Design core: The letters are displayed alongside a fixed range of objects: text, imagery and a special particle system used to create atmosphere. There’s a lot “going on” on the website: rain, fireflies, snowflakes, machine gun bursts, sparks of flame and even human silhouettes can be seen.
We’ve implemented a number of special algorithms to make the movement look realistic. For example, mathematical turbulence algorithms were used for the snowflakes and the flames. Lighting effects enabled us to make the scenes more natural. Among them are flashes of lightning in the rain, the orange backlight of the flames and the spotlight effects on the bullets that appear from below.

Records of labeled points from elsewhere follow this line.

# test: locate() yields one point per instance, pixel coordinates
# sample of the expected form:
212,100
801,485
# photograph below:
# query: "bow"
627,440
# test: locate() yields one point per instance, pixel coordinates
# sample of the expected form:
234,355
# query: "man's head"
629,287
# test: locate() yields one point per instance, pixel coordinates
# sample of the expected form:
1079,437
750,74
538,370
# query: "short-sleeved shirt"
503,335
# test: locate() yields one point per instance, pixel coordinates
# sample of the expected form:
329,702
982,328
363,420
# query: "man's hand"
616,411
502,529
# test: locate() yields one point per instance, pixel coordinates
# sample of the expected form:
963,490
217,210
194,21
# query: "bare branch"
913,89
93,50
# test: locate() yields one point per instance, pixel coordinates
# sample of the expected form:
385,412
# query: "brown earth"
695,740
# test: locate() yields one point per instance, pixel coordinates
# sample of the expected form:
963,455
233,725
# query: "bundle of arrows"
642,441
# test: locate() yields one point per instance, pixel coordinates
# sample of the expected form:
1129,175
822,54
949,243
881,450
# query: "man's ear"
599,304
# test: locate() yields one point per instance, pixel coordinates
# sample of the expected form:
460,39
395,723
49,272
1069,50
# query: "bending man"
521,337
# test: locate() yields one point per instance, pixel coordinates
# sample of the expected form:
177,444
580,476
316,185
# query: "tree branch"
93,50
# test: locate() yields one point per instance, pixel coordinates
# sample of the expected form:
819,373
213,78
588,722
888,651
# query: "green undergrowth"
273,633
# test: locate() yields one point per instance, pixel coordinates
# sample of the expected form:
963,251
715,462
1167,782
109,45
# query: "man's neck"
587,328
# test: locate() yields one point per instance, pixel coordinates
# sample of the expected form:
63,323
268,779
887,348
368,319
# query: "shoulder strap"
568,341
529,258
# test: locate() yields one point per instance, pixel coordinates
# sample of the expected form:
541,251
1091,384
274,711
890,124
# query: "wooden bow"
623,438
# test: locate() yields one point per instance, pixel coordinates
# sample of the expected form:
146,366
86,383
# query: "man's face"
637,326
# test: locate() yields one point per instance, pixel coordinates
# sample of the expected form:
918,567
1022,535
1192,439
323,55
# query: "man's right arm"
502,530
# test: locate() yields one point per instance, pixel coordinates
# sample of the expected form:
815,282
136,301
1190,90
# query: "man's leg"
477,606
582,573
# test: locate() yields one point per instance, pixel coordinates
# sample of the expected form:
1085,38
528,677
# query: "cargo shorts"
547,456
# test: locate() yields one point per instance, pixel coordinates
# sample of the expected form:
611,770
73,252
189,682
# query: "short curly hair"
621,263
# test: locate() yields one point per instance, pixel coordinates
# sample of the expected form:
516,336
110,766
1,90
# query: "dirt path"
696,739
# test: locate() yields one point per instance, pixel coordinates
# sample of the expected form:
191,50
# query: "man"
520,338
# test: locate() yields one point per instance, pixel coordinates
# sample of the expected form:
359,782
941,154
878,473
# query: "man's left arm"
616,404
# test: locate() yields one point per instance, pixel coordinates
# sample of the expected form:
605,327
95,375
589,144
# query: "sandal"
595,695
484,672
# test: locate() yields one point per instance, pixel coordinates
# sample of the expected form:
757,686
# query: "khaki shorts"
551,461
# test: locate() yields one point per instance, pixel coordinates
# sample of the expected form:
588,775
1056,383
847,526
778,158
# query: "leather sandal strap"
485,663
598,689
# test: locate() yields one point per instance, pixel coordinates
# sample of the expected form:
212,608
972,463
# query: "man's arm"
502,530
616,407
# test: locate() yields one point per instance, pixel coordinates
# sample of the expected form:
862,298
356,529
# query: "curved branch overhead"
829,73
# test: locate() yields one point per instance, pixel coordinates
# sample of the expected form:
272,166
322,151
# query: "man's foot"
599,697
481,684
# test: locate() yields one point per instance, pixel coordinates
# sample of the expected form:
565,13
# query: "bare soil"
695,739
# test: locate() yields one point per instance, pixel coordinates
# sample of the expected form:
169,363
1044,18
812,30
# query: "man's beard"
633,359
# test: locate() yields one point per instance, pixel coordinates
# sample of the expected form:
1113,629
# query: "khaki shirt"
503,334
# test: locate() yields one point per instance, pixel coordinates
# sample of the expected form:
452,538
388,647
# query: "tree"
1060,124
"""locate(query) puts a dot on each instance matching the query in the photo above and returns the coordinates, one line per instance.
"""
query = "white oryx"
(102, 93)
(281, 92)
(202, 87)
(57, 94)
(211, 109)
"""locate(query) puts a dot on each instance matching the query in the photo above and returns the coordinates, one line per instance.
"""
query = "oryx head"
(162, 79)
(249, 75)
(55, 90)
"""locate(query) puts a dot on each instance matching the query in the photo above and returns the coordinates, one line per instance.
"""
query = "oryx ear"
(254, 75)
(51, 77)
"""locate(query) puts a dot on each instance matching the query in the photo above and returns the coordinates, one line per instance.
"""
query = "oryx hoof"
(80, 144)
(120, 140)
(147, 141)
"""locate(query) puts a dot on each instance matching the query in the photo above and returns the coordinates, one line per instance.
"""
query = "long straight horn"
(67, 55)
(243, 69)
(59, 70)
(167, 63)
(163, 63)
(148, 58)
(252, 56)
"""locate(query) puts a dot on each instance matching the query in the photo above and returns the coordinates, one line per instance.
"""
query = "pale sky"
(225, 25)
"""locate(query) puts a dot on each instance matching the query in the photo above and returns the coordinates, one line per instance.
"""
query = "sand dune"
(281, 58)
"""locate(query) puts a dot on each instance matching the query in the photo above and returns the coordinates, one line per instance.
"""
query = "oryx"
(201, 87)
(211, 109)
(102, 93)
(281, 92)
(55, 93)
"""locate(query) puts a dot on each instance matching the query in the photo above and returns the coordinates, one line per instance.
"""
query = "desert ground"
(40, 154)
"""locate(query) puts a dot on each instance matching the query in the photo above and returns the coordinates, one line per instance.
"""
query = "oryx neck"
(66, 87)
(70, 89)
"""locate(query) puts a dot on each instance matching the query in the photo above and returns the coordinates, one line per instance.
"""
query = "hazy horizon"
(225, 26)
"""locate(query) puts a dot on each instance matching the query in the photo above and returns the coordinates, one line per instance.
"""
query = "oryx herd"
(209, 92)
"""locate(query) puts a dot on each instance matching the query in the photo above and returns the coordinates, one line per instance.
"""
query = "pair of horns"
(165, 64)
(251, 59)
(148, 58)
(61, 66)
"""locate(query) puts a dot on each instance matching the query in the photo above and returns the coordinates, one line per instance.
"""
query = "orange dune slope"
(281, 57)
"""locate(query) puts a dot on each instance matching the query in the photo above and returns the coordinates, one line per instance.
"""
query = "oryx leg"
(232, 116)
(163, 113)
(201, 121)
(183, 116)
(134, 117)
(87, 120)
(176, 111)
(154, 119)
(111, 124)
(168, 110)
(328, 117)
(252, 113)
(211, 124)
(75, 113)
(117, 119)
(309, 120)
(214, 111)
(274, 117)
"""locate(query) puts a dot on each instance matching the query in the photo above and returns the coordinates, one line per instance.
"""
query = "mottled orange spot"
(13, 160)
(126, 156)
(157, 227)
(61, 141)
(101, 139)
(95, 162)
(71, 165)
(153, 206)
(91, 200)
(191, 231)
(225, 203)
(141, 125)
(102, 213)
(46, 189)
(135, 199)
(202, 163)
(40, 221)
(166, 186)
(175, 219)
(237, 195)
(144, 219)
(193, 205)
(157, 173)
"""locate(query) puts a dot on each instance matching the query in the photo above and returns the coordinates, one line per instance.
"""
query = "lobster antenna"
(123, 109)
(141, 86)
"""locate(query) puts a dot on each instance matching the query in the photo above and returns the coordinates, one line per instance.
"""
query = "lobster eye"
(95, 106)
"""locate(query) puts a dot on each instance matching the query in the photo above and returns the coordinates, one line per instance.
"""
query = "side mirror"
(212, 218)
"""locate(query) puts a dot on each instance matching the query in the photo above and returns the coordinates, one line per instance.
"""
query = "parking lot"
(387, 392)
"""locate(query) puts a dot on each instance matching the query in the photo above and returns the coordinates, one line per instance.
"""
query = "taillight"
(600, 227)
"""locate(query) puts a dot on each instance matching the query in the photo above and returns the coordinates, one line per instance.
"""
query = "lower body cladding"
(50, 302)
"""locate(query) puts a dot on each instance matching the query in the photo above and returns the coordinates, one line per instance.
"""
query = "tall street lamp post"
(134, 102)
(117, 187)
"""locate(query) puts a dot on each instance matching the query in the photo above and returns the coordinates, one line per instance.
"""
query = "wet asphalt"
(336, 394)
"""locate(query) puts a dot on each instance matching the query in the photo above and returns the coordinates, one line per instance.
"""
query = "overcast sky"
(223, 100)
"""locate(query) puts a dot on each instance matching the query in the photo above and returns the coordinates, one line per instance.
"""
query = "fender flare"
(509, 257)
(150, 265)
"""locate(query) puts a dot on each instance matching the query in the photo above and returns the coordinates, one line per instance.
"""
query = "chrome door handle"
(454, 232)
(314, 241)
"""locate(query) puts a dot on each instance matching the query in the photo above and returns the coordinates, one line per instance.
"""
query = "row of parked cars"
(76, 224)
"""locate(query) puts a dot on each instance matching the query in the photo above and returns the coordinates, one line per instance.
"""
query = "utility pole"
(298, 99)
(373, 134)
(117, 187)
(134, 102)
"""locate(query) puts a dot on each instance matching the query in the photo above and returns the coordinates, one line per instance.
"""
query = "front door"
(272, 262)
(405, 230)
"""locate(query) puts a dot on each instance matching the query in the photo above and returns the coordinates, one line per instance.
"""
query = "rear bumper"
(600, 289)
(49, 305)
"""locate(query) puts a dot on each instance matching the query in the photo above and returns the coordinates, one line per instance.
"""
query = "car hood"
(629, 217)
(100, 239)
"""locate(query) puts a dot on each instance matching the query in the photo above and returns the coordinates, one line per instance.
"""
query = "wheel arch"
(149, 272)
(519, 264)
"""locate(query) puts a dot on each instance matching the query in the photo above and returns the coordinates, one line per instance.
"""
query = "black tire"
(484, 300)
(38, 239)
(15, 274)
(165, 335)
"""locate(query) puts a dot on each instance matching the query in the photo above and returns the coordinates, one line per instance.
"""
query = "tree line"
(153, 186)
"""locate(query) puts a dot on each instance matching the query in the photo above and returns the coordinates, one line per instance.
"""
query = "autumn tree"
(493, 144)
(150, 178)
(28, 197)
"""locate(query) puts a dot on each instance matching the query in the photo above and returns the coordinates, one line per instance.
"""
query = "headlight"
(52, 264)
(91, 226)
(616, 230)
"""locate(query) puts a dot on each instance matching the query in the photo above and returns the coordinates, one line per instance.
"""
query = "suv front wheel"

Challenges: A lack of envelopes and paper on the front lines of World War II gave rise to “triangles,” so to speak, where soldiers would write letters on one side of a sheet of paper then fold it into a triangle to write the address on the other side. We encountered some difficulties while “folding” a digital object on screen. The triangles have very sharp angles. The digital paper itself cannot be folded; it’s not a canvas that can be bent physically. Every angle of the letter is a separate plane, and there are ten planes altogether that each act like a separate object. And, since the digital paper has no thickness, all the planes ended up being so close to each other that Z-fighting problems occurred. One plane would clip through another one, which would also interfere with the shadow output. To prevent this from happening, we chose the coordinates very carefully: for example, letters were bent at 179.999° instead of 180° in order to avoid intersecting.
Navigation structure: We combined more than 200 letters in an endless flow and provided clear navigation on each page so that everyone would get a chance to learn more. The letters are sorted by their creation date from 1941 to 1945. Users can move from letter to letter by scrolling or by the menu located in the right half of the page, just by clicking on the necessary interface part.
To implement the endless flow, we put 20 letters on the page which move up and reappear down below. By scrolling, the page content attached to each letter is updated.